The authors train single-layer and multi-layer SBNs on the MNIST dataset. Results indicate significant improvements in model performance when NVIL incorporates all three proposed variance reduction techniques. For instance, NVIL-trained SBN models produce lower estimated bounds on log-likelihood compared to wake-sleep-trained models. Using autoregressive networks further enhances performance.

Document Modelling

NVIL is applied to document modelling tasks on the 20 Newsgroups and Reuters RCV1 datasets. The models trained with NVIL achieve competitive, and in some cases superior, test set perplexity scores compared to previously established methods like LDA and Replicated Softmax. An fDARN model with 200 latent variables sets a new benchmark on the RCV1 dataset.

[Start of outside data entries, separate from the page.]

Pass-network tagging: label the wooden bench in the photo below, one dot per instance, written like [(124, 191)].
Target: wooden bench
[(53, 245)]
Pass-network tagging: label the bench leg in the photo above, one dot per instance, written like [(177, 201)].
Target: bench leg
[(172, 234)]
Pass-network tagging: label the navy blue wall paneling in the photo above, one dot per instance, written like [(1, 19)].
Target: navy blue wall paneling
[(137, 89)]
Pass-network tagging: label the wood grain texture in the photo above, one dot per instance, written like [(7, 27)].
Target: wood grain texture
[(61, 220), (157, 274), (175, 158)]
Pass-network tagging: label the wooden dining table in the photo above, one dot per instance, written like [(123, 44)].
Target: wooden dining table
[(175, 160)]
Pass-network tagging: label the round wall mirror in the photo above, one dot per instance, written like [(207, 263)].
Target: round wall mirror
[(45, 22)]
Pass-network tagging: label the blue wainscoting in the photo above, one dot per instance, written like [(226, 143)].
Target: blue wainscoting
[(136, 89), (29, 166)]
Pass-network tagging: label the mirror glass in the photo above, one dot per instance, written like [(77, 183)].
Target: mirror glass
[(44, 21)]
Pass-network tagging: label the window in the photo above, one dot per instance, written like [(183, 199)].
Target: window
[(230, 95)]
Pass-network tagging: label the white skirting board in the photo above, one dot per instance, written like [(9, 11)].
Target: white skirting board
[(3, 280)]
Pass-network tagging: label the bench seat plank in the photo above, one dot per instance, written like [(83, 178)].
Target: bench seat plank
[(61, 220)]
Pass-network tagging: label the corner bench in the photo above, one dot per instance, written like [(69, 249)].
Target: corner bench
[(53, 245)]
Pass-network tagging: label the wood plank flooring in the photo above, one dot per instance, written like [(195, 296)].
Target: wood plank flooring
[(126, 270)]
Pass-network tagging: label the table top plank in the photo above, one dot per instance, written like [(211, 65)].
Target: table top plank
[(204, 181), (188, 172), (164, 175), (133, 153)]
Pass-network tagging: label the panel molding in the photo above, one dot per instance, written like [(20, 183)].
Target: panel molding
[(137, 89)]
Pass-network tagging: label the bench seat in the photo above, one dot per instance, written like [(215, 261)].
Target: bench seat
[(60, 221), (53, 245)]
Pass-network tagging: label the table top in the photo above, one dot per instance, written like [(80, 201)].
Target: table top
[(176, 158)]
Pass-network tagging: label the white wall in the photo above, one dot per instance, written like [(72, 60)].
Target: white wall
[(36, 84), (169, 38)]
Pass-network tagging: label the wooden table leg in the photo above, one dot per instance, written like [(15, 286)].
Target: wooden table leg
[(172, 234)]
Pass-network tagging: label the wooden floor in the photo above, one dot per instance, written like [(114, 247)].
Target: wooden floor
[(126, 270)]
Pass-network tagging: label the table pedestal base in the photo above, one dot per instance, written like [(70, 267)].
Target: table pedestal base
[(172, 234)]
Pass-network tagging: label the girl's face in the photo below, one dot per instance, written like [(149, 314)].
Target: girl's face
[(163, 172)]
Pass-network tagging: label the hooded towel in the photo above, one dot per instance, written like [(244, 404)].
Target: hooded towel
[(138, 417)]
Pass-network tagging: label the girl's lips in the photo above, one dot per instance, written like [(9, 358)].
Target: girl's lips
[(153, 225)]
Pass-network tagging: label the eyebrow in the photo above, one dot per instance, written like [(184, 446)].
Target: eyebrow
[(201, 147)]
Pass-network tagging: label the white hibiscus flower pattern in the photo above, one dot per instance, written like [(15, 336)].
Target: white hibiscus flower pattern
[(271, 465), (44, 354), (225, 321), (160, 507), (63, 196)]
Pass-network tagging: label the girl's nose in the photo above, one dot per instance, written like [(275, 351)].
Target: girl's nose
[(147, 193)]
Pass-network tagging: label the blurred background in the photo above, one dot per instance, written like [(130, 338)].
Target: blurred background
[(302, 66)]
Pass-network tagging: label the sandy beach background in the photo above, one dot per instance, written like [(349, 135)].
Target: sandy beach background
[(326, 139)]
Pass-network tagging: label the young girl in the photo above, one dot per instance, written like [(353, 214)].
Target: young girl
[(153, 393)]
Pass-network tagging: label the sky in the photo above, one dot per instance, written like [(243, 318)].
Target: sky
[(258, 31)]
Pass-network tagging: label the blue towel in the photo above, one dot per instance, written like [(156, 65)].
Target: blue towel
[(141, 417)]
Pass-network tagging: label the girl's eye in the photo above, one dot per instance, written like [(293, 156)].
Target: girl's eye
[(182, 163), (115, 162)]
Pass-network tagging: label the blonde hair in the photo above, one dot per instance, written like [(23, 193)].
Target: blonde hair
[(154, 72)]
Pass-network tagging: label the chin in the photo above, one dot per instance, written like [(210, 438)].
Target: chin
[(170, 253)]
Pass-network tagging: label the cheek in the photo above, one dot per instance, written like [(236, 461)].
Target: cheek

Practical and Theoretical Implications

Practical

NVIL offers a flexible and scalable solution for training directed latent variable models, making it highly applicable to real-world datasets. Its ability to handle both online and offline learning settings, coupled with efficient memory usage, positions it as a versatile tool for various machine learning tasks, particularly those involving large-scale and complex data structures.

Theoretical

The introduction of NVIL advances the theoretical understanding of training directed graphical models using variational approaches. The variance reduction techniques are particularly noteworthy, providing a robust framework for addressing the high variance of gradient estimators in variational inference. This paves the way for further development of more expressive models, potentially incorporating sophisticated architectures with nonlinear dependencies.

Future Directions

Future research could explore several promising directions:

1. Non-linear Model Architectures: Investigating more expressive architectural variants with non-linearities between layers of stochastic variables.
2. Continuous Latent Variables: Extending NVIL's framework to models with continuous latent variables, leveraging techniques akin to those in Stochastic Gradient Variational Bayes (SGVB).
3. Conditional Models: Applying NVIL to conditional latent variable models, enhancing its efficacy in contexts requiring conditional distribution modeling given certain observations.

Conclusion

The Neural Variational Inference and Learning (NVIL) method proposed by Mnih and Gregor represents a significant advancement in training intractable directed latent variable models. By jointly optimizing the model and inference network using a variation of the variational lower bound and applying effective variance reduction techniques, NVIL achieves superior performance compared to previous methods like the wake-sleep algorithm. The empirical results on datasets such as MNIST and Reuters RCV1 underscore its potential both for theoretical exploration and practical application in machine learning.